« Le défi pour 2014 c’est de faire enlever le sénat de la constitution », Léonce Zagré, responsable à la jeunesse de l’UPC

Publié le mardi 21 janvier 2014

Quel bilan politique, économique et même social pouvez-vous faire de l’année 2013 au Burkina Faso ?

Léonce Zagré : L’année 2013 au niveau de l’Union pour le Progrès et le Changement a été marquée par deux faits majeurs. Dans un premier temps il s’agit donc de la reprise des élections couplées municipales et législatives de décembre 2012 qui a permis à la jeunesse de ce parti de se mobiliser encore plus pour défendre ses voix qu’il a estimé avoir été volées par le parti au pouvoir notamment le CDP. Donc à ce niveau, nous nous sommes encore mobilisés pour cette deuxième campagne et à la surveillance des bureaux de vote ; ce qui nous a permis de sauvegarder nos voix et d’engranger d’autres voix. Le deuxième fait majeur a été la lutte contre la mise en place du Sénat. Au niveau de l’UPC notamment dans sa composition jeune nous nous sommes mobilisés pour faire face au projet de mise en place du Sénat. Et cela à travers les mots d’ordre du CFOP. 
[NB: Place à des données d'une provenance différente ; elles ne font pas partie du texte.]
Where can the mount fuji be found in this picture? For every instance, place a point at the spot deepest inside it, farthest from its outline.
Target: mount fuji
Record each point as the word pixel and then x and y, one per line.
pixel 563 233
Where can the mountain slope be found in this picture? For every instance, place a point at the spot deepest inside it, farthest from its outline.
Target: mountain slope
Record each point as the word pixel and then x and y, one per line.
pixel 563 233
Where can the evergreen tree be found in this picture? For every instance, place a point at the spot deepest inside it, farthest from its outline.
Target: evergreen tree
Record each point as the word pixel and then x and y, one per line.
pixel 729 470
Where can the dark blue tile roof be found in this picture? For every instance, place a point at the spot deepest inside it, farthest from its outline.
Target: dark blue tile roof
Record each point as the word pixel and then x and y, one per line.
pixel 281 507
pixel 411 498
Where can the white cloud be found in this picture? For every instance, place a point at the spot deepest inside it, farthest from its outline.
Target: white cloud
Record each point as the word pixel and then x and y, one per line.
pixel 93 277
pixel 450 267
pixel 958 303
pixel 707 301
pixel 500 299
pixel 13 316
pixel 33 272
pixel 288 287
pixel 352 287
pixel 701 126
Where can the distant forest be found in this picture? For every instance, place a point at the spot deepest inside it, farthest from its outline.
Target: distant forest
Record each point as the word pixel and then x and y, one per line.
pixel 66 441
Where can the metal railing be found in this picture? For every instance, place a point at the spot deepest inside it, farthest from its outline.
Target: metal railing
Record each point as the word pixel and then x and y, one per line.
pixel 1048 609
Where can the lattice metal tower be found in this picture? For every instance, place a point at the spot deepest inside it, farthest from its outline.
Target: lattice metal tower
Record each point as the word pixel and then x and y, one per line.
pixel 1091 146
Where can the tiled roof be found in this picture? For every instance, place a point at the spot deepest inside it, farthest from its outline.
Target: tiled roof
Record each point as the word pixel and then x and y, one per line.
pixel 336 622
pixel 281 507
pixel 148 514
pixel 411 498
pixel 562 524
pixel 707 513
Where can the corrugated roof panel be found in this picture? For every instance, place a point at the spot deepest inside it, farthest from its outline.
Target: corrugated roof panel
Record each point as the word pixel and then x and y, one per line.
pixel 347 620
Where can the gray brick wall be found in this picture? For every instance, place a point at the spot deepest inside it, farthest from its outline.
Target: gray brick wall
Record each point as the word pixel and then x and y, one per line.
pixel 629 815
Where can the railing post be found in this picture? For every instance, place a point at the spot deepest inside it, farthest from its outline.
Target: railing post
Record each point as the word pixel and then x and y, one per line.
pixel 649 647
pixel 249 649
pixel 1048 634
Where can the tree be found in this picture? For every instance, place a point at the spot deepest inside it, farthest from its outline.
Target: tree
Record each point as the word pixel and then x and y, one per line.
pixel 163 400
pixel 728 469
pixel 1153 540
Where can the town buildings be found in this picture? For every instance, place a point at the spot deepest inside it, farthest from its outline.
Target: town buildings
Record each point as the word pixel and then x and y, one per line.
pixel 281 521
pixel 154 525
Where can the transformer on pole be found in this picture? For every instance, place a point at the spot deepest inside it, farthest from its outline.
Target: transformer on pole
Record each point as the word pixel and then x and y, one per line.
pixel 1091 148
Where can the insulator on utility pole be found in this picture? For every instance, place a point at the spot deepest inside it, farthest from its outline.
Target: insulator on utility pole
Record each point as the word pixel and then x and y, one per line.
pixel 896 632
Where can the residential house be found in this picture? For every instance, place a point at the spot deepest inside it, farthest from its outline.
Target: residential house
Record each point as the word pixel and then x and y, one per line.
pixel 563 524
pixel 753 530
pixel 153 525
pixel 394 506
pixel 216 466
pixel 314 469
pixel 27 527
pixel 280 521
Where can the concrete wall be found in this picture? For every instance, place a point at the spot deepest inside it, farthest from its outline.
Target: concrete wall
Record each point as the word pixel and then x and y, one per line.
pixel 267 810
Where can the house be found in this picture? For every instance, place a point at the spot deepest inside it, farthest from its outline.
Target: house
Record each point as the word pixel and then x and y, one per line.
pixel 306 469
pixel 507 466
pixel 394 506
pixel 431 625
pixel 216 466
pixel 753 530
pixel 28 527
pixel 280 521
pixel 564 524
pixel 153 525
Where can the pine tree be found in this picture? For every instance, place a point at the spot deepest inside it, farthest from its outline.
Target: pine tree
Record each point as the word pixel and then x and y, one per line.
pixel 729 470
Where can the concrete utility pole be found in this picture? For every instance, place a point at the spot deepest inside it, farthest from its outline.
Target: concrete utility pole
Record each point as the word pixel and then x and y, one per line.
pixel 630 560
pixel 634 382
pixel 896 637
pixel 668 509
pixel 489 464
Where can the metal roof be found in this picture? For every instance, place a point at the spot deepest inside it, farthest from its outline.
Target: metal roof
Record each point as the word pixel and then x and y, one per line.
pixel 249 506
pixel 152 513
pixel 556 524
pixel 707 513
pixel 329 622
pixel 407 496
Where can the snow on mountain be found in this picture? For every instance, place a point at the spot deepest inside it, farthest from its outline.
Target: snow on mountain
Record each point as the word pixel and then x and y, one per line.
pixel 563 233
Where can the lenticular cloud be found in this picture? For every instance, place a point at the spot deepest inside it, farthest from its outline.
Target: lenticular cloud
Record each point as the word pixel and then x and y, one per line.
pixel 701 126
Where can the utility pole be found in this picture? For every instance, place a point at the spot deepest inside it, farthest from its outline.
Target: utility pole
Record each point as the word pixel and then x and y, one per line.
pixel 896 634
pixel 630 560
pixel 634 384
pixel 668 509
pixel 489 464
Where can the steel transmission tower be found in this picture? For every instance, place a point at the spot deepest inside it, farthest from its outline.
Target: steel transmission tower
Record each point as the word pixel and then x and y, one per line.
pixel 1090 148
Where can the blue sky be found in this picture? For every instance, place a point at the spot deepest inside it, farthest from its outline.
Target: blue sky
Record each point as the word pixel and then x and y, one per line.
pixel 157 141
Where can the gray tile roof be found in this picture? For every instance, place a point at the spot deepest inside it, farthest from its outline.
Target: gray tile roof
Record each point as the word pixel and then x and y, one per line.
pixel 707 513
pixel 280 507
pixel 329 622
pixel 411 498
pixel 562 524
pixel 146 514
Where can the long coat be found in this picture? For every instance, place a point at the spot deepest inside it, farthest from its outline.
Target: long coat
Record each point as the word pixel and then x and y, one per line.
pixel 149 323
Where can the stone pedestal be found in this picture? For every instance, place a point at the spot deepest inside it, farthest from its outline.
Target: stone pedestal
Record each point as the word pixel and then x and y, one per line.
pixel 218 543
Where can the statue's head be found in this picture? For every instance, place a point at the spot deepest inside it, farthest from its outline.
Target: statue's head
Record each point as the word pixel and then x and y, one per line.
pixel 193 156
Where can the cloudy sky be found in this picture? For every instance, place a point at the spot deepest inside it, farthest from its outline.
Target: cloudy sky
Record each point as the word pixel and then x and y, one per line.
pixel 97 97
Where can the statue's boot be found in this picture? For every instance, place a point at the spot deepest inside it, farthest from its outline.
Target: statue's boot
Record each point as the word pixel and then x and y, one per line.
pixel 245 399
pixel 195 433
Léonce Zagré, responsable à la jeunesse de l’UPC

Nous avons pris part aux différentes manifestations. Un autre fait qui a marqué l’actualité de 2013 c’est l’expulsion des étudiants des cités universitaires ; ça été l’une des principales préoccupations de la jeunesse du parti en ce sens que dès les premières heures, le secrétariat à la jeunesse que je préside a mis en place un comité de soutien qui a créé quatre types d’hébergements qui ont permis donc de reloger et de restaurer plus de 120 étudiants durant plus de deux mois. C’est une opération qui a coûté plus de 2 millions de FCFA. Cette somme a été mobilisée par le secrétariat à la jeunesse à travers des souscriptions auprès des militants et sympathisants du parti. Voilà donc en somme quelques activités qui ont marqué la vie du parti dans sa couche jeune.

Globalement, concernant la vie du pays, quel est l’évènement majeur qui a cristallisé votre attention ?

Je dirai que l’évènement majeur qui a cristallisé notre attention c’est la mise en place du Sénat que nous avons jugé inopportune mais qui est aussi un coup d’Etat contre la jeunesse parce qu’il ne prend pas en compte la jeunesse. Et ce n’est pas opportun parce que notre préoccupation aujourd’hui ce n’est pas une deuxième chambre ou quoi ce soit, c’est des questions d’emplois, de survie au quotidien. L’activité majeure, ça été vraiment la lutte contre la mise en place du Sénat et nous pensons vraiment que nous avons eu un premier pas puisque le Sénat n’a pas été mis en place courant 2013.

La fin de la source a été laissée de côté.